Many new mothers are reluctant to take anti-depressant medication while they are breastfeeding so homoeopaths are often called upon to treat women who experience depression after childbirth. Using very highly diluted preparations, made from plant, mineral or animal substances, homoeopathy offers a safe, non-toxic form of treatment. When the remedy is accurately selected, it can do much to relieve your suffering.
Often the emotional and physical changes brought about through pregnancy and childbirth can evoke a state of mind, mood or memory related to the mother’s own childhood or her experience of being mothered. These events may be taking place at an unconscious level but they can have a profound effect on a new mother’s mood and energy.

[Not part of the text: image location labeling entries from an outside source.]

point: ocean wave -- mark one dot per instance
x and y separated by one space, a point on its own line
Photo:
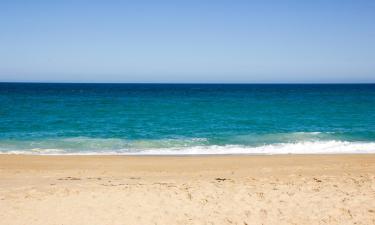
307 147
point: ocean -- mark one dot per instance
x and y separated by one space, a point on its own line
162 119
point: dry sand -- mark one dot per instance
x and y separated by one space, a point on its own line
292 189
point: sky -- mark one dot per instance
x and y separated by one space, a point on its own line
320 41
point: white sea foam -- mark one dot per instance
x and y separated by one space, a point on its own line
307 147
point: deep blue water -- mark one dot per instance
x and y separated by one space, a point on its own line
186 118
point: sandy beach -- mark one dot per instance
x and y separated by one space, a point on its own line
289 189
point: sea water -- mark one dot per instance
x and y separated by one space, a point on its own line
41 118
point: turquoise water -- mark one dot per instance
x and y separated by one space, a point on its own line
186 118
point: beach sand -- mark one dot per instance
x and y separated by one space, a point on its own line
287 189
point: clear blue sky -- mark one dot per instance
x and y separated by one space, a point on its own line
193 41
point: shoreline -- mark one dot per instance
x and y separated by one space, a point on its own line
251 189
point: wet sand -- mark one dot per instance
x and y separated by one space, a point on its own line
287 189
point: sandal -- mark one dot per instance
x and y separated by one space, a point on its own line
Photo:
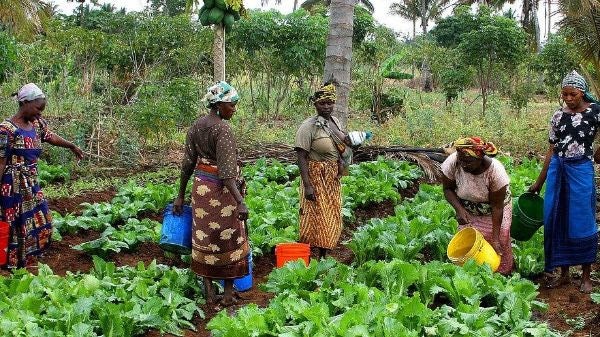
558 282
585 289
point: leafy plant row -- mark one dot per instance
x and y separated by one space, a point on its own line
109 301
273 196
388 298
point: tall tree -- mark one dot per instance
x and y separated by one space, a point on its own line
338 55
309 4
409 10
581 24
24 17
530 23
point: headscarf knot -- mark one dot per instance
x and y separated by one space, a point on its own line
220 92
475 147
325 92
573 79
29 92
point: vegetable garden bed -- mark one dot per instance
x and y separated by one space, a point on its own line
409 230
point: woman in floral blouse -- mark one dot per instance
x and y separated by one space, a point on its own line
570 231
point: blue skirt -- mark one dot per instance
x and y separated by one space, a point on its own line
570 230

For example, a new mother who may have been separated from her own mother during infancy may be in some way ‘re-living’ these painful events during her own post-natal period. Feelings of helplessness and hopelessness, a sense of being alone and over-whelmed at being unable to fulfil the task of mothering may be elicited from a usually deeply buried awareness of the mother’s own difficult start. Acknowledging this information and ‘joining the dots’ begins the process of recovery.\
Attachment theory, which grew out of the psychoanalytic movement, identifies the symbiotic nature of the infant/mother relationship. It suggests a child may ‘carry’ the effects of its mother’s experience of pregnancy, or her reactions to difficult life events during this period, and recognises the effects on temperament and personality development. The negative feelings associated with these experiences may not emerge until that infant herself becomes a mother.

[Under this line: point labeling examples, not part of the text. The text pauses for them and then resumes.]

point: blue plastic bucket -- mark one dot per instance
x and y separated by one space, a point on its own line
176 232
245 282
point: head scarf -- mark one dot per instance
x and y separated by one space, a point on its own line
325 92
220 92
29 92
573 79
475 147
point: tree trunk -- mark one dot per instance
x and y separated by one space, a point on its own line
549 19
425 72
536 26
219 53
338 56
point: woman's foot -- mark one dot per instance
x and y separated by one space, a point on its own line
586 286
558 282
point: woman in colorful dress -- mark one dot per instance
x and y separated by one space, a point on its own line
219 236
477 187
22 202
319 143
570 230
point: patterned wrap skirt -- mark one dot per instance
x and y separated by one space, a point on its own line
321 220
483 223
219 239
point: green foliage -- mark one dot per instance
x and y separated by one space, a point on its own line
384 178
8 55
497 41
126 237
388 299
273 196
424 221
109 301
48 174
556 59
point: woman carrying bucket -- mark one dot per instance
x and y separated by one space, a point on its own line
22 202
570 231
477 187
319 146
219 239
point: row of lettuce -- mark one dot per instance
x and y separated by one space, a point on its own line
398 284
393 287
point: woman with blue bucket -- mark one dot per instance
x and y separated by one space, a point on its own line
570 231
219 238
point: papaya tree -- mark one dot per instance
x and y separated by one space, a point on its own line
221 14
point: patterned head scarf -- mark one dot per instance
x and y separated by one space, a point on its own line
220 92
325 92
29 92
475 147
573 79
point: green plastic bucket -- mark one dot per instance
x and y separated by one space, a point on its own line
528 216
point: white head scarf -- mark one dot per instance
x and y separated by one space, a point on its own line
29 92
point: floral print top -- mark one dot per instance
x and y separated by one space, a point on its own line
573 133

A homoeopath will observe the unique way in which each individual is affected by these experiences in order to find the most suitable remedy. Patients suffering from profound sadness, hopelessness and loss of physical energy will, for example, receive a different treatment to those who may be experiencing feelings of rage and resentment. Homoeopathic medicine accounts for mental, emotional and physical symptoms when selecting the correct remedy.

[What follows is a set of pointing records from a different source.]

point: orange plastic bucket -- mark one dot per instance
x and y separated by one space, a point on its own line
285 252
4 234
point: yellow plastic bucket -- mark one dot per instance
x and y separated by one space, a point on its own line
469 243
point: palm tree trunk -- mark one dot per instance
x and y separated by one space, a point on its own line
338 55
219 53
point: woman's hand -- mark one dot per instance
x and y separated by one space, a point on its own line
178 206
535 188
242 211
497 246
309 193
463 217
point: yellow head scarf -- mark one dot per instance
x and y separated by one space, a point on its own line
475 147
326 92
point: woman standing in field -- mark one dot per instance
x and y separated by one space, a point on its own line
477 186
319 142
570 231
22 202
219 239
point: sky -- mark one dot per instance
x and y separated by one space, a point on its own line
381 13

The process of matching each person’s unique state with the relevant homoeopathic
medicine is analogous to effective counselling therapy. The treatment will gently facilitate a process of increased awareness and the expression of previously obscured emotions. The advantage of utilising a tool like homeopathy is that the process of recovery can be much shorter than with the ‘talking cure’ alone. A well selected remedy offers an additional intervention and can deliver you from your own distress, and psychologically speaking, bring you back to your baby sooner.